To judge from some of the headlines, you would have thought he claimed that extirpating homosexuality was as urgent as protecting the rainforest. His actual words were much more rambling and even progressive: that "[the earth] is not simply our property to be exploited according to our interests and desires" and the same is true of our gendered nature. This is why
he attacked "gender studies" in particular, because they seem to make human sexuality something infinitely malleable and subject to our will.
He sees human nature, and the nature all around us both as gifts of God, with their own intrinsic values independent of our purposes. Self-fulfilment, in this view, is not doing what we want, but what God – or our true nature – wants. The real target of his attack is not the condition of homosexuality, but the more general attitude which says that sex is solely a matter of pleasure between autonomous individuals.
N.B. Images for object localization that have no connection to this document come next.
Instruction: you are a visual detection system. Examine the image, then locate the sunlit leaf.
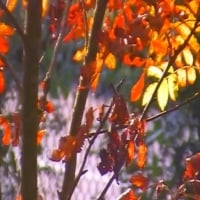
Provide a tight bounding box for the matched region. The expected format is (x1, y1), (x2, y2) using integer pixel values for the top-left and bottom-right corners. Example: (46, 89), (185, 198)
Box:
(2, 121), (11, 145)
(130, 72), (145, 102)
(6, 0), (17, 12)
(137, 143), (147, 168)
(187, 67), (196, 85)
(73, 48), (86, 62)
(104, 52), (116, 69)
(126, 140), (135, 166)
(183, 152), (200, 180)
(117, 189), (138, 200)
(0, 71), (5, 94)
(157, 78), (168, 111)
(45, 100), (54, 113)
(0, 37), (9, 53)
(42, 0), (49, 17)
(142, 82), (157, 106)
(130, 173), (149, 190)
(182, 48), (193, 66)
(167, 74), (178, 101)
(0, 23), (15, 35)
(147, 66), (162, 79)
(177, 68), (187, 87)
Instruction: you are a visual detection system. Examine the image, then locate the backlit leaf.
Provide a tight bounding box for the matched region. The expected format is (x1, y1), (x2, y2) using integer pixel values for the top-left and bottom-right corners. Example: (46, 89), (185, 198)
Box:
(0, 37), (9, 53)
(167, 74), (178, 101)
(177, 68), (187, 87)
(73, 47), (86, 62)
(157, 78), (168, 111)
(130, 72), (145, 102)
(42, 0), (49, 17)
(6, 0), (17, 12)
(142, 82), (157, 106)
(183, 152), (200, 180)
(130, 173), (149, 190)
(0, 71), (5, 94)
(187, 67), (196, 85)
(37, 129), (46, 144)
(147, 66), (162, 79)
(183, 48), (193, 66)
(126, 140), (135, 166)
(2, 121), (11, 145)
(0, 23), (15, 36)
(137, 143), (147, 168)
(104, 52), (116, 69)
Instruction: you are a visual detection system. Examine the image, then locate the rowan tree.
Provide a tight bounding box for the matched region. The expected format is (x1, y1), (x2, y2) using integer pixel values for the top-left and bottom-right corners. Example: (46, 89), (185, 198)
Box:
(0, 0), (200, 200)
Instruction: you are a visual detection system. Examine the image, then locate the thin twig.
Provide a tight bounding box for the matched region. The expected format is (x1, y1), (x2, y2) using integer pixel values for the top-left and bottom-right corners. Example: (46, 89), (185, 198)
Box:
(147, 91), (200, 122)
(45, 0), (72, 80)
(97, 173), (116, 200)
(67, 98), (114, 199)
(140, 19), (199, 120)
(0, 1), (25, 42)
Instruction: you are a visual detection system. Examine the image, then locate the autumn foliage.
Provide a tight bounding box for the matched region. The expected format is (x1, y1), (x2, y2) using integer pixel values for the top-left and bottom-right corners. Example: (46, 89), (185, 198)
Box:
(0, 0), (200, 199)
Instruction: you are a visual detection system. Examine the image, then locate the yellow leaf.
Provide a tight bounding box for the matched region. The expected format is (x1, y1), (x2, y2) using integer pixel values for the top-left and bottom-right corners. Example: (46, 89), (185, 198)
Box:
(6, 0), (17, 12)
(42, 0), (49, 17)
(147, 66), (162, 79)
(177, 68), (187, 87)
(157, 78), (168, 111)
(182, 48), (193, 66)
(73, 48), (86, 62)
(187, 67), (196, 85)
(142, 82), (157, 106)
(104, 52), (116, 69)
(0, 23), (15, 36)
(167, 74), (178, 101)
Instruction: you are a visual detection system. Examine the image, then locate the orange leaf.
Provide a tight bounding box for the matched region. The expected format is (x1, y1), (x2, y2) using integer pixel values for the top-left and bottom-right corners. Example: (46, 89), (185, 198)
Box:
(0, 37), (9, 53)
(123, 55), (146, 67)
(137, 143), (147, 168)
(130, 173), (149, 190)
(0, 71), (5, 94)
(2, 121), (11, 145)
(6, 0), (18, 12)
(49, 149), (65, 162)
(130, 72), (145, 102)
(118, 189), (138, 200)
(0, 23), (15, 36)
(37, 129), (46, 144)
(42, 0), (49, 17)
(126, 140), (135, 166)
(45, 100), (54, 113)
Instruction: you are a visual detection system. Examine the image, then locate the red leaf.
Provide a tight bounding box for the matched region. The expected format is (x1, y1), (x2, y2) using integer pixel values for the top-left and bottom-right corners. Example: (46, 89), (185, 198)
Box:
(49, 149), (65, 162)
(45, 100), (54, 113)
(0, 71), (5, 94)
(123, 55), (146, 67)
(0, 37), (9, 53)
(183, 153), (200, 180)
(130, 173), (149, 191)
(130, 72), (145, 102)
(2, 120), (11, 145)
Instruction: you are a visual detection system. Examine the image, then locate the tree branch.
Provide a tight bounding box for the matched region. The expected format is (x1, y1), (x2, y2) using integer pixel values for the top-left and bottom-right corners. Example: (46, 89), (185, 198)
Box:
(21, 1), (42, 200)
(140, 19), (199, 120)
(59, 1), (108, 199)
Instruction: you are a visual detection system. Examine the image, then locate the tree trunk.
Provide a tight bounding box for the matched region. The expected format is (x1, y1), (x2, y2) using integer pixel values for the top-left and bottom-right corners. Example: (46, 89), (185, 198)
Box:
(21, 1), (42, 200)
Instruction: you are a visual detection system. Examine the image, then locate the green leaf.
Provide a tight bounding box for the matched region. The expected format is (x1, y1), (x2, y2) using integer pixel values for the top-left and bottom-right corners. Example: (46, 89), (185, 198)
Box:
(167, 73), (178, 101)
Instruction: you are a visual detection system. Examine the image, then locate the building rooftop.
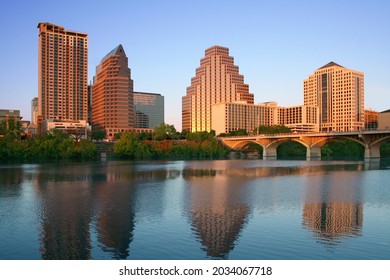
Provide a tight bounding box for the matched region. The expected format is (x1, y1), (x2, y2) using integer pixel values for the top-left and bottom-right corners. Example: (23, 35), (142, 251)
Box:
(380, 109), (390, 113)
(318, 61), (345, 69)
(100, 44), (125, 62)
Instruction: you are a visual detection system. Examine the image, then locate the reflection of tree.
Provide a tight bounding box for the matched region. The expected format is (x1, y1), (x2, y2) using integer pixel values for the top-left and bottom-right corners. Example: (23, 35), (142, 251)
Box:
(302, 172), (363, 246)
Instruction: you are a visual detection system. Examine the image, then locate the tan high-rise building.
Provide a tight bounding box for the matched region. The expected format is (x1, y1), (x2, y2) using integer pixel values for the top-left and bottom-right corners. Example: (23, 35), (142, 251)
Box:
(182, 46), (254, 132)
(37, 23), (88, 122)
(92, 45), (134, 139)
(304, 62), (364, 132)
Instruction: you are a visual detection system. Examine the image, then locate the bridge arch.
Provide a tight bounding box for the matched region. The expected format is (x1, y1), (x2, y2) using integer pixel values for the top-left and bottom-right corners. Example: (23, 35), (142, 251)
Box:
(264, 138), (309, 158)
(228, 140), (265, 151)
(310, 136), (365, 149)
(366, 135), (390, 158)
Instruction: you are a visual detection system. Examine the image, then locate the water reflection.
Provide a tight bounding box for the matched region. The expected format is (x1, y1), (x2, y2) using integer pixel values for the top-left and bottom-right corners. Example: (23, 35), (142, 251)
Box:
(0, 166), (23, 196)
(93, 165), (136, 259)
(302, 168), (364, 246)
(184, 170), (250, 259)
(1, 160), (388, 260)
(34, 164), (94, 259)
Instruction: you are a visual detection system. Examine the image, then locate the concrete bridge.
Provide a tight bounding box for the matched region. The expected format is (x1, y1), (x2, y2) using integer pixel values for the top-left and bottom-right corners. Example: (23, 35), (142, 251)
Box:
(218, 130), (390, 160)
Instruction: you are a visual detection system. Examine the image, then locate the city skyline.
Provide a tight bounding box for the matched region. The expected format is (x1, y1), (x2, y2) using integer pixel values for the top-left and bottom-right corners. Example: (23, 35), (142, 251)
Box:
(1, 0), (389, 130)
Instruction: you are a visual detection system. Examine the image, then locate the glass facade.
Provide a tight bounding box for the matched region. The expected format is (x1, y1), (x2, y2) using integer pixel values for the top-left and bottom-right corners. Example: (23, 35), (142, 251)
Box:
(133, 92), (164, 129)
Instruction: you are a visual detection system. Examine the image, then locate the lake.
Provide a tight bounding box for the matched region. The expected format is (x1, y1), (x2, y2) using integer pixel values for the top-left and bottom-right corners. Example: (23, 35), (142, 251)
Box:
(0, 159), (389, 260)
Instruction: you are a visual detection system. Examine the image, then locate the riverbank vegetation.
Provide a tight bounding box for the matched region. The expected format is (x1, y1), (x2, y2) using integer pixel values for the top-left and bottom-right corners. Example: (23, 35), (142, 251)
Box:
(1, 120), (390, 162)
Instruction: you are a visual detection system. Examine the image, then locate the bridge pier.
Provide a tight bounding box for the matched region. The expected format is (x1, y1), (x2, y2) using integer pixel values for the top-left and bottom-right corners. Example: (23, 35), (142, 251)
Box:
(306, 146), (322, 159)
(263, 146), (277, 159)
(364, 145), (380, 160)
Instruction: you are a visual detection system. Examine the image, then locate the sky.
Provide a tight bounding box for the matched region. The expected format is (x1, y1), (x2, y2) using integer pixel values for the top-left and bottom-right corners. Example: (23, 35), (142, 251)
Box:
(0, 0), (389, 131)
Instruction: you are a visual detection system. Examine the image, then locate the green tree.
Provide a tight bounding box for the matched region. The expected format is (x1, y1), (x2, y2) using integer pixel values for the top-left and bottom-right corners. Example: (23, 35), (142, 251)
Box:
(153, 123), (177, 140)
(0, 119), (22, 141)
(255, 125), (291, 134)
(114, 132), (152, 159)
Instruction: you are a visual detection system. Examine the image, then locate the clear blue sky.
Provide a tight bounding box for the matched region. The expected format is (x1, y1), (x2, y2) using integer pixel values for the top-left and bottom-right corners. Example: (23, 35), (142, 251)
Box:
(1, 0), (389, 130)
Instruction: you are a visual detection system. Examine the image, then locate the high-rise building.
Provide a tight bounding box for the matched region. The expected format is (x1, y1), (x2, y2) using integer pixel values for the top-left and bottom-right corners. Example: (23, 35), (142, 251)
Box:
(92, 45), (134, 139)
(37, 22), (88, 123)
(31, 97), (38, 124)
(182, 46), (254, 132)
(304, 62), (364, 132)
(133, 92), (164, 129)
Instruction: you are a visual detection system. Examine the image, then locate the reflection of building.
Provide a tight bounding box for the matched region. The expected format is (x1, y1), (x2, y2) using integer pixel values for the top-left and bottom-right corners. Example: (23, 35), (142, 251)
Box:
(92, 45), (134, 139)
(185, 173), (250, 259)
(36, 166), (93, 259)
(37, 23), (88, 123)
(303, 202), (363, 242)
(378, 109), (390, 130)
(304, 62), (364, 132)
(95, 181), (136, 259)
(211, 102), (319, 135)
(183, 45), (254, 132)
(133, 92), (164, 129)
(302, 171), (363, 245)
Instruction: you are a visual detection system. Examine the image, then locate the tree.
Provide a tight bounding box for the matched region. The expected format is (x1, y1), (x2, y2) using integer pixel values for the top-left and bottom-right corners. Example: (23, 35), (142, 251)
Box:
(0, 119), (22, 141)
(255, 125), (291, 134)
(153, 123), (177, 140)
(114, 132), (152, 159)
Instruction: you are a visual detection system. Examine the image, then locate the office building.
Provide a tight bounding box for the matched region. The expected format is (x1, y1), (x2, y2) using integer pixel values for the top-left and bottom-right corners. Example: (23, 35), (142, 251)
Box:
(92, 44), (134, 139)
(277, 105), (319, 133)
(31, 97), (38, 124)
(378, 109), (390, 130)
(37, 22), (88, 122)
(182, 45), (254, 132)
(211, 102), (319, 135)
(304, 62), (364, 132)
(0, 109), (21, 124)
(212, 102), (277, 135)
(364, 109), (378, 130)
(133, 92), (164, 129)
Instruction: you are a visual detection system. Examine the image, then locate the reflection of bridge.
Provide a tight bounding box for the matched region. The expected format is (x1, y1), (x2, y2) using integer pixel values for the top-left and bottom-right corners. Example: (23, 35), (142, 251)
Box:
(218, 130), (390, 159)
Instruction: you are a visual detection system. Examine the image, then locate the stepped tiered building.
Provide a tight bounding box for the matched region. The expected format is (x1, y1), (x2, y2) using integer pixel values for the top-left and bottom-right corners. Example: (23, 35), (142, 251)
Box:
(182, 46), (254, 132)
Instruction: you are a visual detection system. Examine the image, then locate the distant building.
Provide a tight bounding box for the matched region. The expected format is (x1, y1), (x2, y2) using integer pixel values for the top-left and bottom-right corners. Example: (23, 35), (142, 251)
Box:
(37, 22), (88, 123)
(0, 109), (21, 137)
(304, 62), (364, 132)
(378, 109), (390, 130)
(133, 92), (164, 129)
(212, 102), (277, 135)
(364, 109), (378, 130)
(31, 97), (38, 124)
(211, 102), (319, 135)
(183, 46), (254, 132)
(278, 105), (319, 133)
(43, 119), (91, 139)
(0, 109), (21, 124)
(92, 45), (134, 139)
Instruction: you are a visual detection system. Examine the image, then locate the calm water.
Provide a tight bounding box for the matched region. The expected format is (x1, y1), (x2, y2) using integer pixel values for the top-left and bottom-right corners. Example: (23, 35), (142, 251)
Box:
(0, 159), (389, 260)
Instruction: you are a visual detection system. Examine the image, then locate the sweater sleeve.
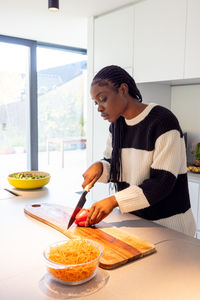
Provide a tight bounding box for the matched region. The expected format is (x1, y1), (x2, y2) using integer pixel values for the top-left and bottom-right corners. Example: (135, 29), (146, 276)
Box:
(97, 132), (112, 183)
(115, 129), (186, 213)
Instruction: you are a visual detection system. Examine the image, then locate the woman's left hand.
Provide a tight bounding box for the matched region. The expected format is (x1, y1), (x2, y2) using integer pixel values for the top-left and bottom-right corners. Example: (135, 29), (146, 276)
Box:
(85, 196), (118, 226)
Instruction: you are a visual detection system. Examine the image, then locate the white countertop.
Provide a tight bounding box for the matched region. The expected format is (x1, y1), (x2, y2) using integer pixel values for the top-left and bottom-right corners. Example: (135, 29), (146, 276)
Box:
(1, 178), (200, 300)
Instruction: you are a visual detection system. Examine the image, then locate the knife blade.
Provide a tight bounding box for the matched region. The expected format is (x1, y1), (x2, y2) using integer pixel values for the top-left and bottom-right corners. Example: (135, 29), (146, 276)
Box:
(67, 185), (89, 230)
(4, 188), (19, 196)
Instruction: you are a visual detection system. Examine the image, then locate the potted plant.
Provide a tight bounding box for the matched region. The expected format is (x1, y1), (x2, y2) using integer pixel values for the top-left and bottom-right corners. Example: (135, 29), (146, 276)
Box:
(192, 142), (200, 166)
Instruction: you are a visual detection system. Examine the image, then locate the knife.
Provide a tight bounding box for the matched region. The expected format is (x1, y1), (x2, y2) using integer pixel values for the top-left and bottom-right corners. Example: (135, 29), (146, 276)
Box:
(4, 188), (19, 196)
(67, 185), (90, 230)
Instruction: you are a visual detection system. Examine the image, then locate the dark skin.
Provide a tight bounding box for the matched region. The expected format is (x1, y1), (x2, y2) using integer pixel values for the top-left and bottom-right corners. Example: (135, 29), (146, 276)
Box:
(82, 80), (147, 226)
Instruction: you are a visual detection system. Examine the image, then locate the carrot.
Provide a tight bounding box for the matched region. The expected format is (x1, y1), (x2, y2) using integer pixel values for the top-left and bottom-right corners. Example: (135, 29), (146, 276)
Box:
(47, 239), (100, 282)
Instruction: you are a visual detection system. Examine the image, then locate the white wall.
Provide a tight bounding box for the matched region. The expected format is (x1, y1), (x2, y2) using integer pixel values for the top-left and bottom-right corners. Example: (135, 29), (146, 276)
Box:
(0, 0), (87, 48)
(171, 84), (200, 163)
(137, 83), (171, 108)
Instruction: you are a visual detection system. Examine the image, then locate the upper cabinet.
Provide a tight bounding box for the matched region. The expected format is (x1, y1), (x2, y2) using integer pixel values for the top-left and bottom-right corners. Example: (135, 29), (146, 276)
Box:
(133, 0), (187, 83)
(91, 0), (200, 84)
(94, 6), (134, 73)
(184, 0), (200, 78)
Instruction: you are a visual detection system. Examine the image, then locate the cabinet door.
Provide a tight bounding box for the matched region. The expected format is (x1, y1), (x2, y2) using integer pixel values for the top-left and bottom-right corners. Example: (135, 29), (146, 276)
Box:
(196, 232), (200, 240)
(134, 0), (187, 83)
(188, 181), (199, 226)
(184, 0), (200, 78)
(94, 6), (134, 73)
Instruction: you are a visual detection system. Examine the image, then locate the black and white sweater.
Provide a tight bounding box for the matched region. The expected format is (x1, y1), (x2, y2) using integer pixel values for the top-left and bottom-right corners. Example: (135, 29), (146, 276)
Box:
(98, 103), (195, 236)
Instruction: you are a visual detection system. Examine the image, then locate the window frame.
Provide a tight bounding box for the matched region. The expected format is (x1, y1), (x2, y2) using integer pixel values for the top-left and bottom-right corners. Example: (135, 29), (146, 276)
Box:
(0, 34), (87, 170)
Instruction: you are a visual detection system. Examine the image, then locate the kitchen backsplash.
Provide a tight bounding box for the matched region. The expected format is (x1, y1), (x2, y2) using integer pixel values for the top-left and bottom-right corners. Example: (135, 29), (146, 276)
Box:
(171, 84), (200, 164)
(137, 82), (200, 165)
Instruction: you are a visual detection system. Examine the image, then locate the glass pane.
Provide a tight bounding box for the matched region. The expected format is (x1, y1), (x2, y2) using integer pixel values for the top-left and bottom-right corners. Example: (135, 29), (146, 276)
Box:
(0, 42), (29, 184)
(37, 47), (87, 192)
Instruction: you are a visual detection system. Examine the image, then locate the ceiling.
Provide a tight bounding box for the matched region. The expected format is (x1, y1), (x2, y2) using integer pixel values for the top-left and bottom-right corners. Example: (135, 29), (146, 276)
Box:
(0, 0), (139, 48)
(60, 0), (138, 17)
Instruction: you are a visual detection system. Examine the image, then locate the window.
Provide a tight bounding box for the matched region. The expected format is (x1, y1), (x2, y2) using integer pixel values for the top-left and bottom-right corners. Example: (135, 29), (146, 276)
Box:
(0, 36), (37, 185)
(37, 46), (87, 189)
(0, 35), (87, 188)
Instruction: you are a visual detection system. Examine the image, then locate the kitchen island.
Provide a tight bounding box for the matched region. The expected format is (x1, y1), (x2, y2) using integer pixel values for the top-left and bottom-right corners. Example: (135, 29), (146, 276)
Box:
(1, 178), (200, 300)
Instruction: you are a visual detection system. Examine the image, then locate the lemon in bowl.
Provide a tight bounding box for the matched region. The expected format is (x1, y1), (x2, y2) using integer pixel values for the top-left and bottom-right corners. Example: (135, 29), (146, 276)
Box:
(8, 171), (50, 189)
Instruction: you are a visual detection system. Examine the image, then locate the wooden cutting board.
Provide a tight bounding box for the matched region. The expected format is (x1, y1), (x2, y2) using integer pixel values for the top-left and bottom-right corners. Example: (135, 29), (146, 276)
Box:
(24, 203), (156, 269)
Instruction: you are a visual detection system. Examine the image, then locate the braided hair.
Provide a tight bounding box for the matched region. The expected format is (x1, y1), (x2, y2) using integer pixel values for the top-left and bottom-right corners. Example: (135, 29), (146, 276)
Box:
(92, 65), (143, 191)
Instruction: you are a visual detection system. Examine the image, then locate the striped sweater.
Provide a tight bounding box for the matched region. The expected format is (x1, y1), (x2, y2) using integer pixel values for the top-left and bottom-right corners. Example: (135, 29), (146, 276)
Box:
(98, 103), (196, 236)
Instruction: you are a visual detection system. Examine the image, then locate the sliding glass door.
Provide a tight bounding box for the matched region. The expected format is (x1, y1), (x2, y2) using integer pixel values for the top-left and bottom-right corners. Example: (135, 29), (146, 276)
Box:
(37, 46), (87, 190)
(0, 35), (87, 189)
(0, 39), (36, 182)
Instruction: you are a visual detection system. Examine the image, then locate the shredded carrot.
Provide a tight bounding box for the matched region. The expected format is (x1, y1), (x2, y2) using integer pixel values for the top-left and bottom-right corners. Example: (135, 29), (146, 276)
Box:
(47, 239), (100, 282)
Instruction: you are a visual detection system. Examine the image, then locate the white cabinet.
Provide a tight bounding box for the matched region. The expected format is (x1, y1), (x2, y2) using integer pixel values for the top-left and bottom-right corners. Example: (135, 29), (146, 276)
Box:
(94, 6), (134, 73)
(88, 8), (135, 202)
(188, 181), (199, 227)
(91, 0), (200, 85)
(133, 0), (187, 83)
(188, 178), (200, 238)
(184, 0), (200, 78)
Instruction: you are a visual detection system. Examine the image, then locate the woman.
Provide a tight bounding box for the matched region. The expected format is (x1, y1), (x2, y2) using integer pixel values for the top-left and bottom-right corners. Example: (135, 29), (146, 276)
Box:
(82, 65), (196, 236)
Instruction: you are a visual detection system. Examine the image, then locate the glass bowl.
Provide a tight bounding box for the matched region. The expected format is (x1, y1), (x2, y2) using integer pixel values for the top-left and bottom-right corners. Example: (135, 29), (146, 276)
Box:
(43, 239), (104, 285)
(8, 171), (50, 189)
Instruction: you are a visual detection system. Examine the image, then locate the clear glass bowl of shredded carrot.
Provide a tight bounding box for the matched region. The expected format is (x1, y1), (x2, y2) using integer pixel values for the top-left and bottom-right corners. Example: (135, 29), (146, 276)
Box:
(43, 239), (104, 285)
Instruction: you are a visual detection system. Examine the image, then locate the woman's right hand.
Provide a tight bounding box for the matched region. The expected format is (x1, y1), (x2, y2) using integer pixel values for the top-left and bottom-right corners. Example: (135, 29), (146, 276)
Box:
(82, 162), (103, 190)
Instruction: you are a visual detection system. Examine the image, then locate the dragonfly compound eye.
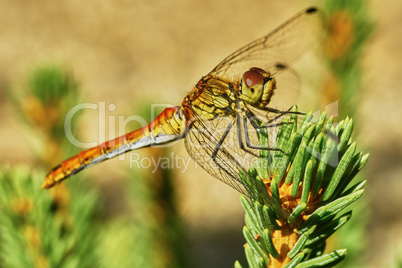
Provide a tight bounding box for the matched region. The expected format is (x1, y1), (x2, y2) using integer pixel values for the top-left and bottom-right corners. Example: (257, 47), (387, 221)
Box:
(241, 69), (264, 106)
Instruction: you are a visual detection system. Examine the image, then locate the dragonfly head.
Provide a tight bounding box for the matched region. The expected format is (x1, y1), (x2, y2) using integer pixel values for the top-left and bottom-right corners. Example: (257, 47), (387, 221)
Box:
(240, 67), (275, 109)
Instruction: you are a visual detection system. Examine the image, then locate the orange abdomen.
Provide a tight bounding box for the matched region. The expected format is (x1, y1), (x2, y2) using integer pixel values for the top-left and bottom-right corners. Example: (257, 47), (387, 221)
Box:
(41, 106), (186, 189)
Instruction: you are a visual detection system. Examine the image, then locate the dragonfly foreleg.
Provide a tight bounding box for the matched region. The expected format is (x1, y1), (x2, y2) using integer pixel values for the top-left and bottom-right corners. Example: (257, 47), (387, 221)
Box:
(245, 110), (291, 129)
(264, 107), (304, 125)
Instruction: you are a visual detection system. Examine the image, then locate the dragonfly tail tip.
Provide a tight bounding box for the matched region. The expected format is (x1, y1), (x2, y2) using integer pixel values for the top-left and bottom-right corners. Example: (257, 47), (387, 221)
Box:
(40, 181), (51, 190)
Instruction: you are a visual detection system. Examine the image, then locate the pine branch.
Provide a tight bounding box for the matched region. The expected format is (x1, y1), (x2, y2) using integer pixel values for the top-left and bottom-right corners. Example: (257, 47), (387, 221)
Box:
(2, 65), (99, 268)
(0, 166), (99, 268)
(235, 107), (368, 268)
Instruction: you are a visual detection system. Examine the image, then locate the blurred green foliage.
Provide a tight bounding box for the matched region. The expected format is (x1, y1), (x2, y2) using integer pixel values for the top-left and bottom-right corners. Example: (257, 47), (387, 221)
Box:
(0, 166), (99, 268)
(321, 1), (374, 267)
(1, 65), (187, 268)
(321, 0), (374, 119)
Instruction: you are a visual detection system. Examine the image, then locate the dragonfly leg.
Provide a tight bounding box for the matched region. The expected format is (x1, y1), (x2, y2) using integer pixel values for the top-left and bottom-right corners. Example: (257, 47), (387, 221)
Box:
(210, 122), (252, 193)
(211, 122), (234, 161)
(245, 110), (291, 130)
(211, 122), (246, 173)
(243, 111), (287, 154)
(264, 107), (304, 125)
(235, 112), (260, 158)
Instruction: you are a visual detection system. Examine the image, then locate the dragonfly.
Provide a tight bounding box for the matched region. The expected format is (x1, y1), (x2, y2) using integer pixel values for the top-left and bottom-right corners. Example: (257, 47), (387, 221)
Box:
(41, 7), (325, 197)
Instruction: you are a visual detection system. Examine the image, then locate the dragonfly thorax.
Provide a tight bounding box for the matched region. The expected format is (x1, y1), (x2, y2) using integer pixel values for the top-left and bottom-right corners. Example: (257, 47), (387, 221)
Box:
(240, 67), (276, 109)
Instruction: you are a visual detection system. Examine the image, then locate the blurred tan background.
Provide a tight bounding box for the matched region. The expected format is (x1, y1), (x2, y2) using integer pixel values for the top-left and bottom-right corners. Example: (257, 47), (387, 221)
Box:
(0, 0), (401, 267)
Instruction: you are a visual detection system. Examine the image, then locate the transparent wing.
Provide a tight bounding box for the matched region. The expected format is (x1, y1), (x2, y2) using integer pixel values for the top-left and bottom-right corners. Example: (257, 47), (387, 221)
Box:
(185, 114), (251, 196)
(183, 8), (325, 195)
(208, 7), (325, 80)
(184, 106), (283, 196)
(264, 65), (300, 112)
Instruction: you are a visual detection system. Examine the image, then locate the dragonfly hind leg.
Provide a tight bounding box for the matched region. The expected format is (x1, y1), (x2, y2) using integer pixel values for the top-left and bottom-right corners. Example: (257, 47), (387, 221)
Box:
(211, 123), (247, 179)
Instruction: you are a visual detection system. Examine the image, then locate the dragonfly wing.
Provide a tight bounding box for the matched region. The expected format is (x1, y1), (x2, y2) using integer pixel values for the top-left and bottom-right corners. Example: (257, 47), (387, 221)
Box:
(208, 7), (325, 80)
(183, 102), (284, 197)
(265, 65), (300, 112)
(185, 114), (253, 196)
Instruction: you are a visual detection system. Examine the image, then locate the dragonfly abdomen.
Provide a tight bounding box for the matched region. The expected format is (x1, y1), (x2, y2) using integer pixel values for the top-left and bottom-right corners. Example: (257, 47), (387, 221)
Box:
(41, 106), (186, 189)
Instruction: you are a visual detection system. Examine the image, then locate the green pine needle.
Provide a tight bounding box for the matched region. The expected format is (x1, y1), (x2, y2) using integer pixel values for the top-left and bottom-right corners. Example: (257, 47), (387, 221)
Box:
(237, 107), (367, 267)
(0, 166), (99, 268)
You may disagree with him. But given the consistent Catholic view that a stable, heterosexual family is the foundation of society and the place where all morals and virtues are best nurtured, his remarks are not egregious bigotry. Without – he would argue – families in which children may grow up with a sense of responsibility for others, and for the earth, there will be no effective action to save the planet.
The Catholic church is a conservative organisation. It believes that homosexuality is unnatural in the sense that it is not what God had in mind. That isn't going to change in a hurry. But it is not homophobic in the way that evangelical protestantism can be. I really don't think that its official line on gays suggests that they are greater sinners, or a greater threat to marriage, than adulterers. The defence of the family is not always in Roman Catholic usage a code for scapegoating gay people.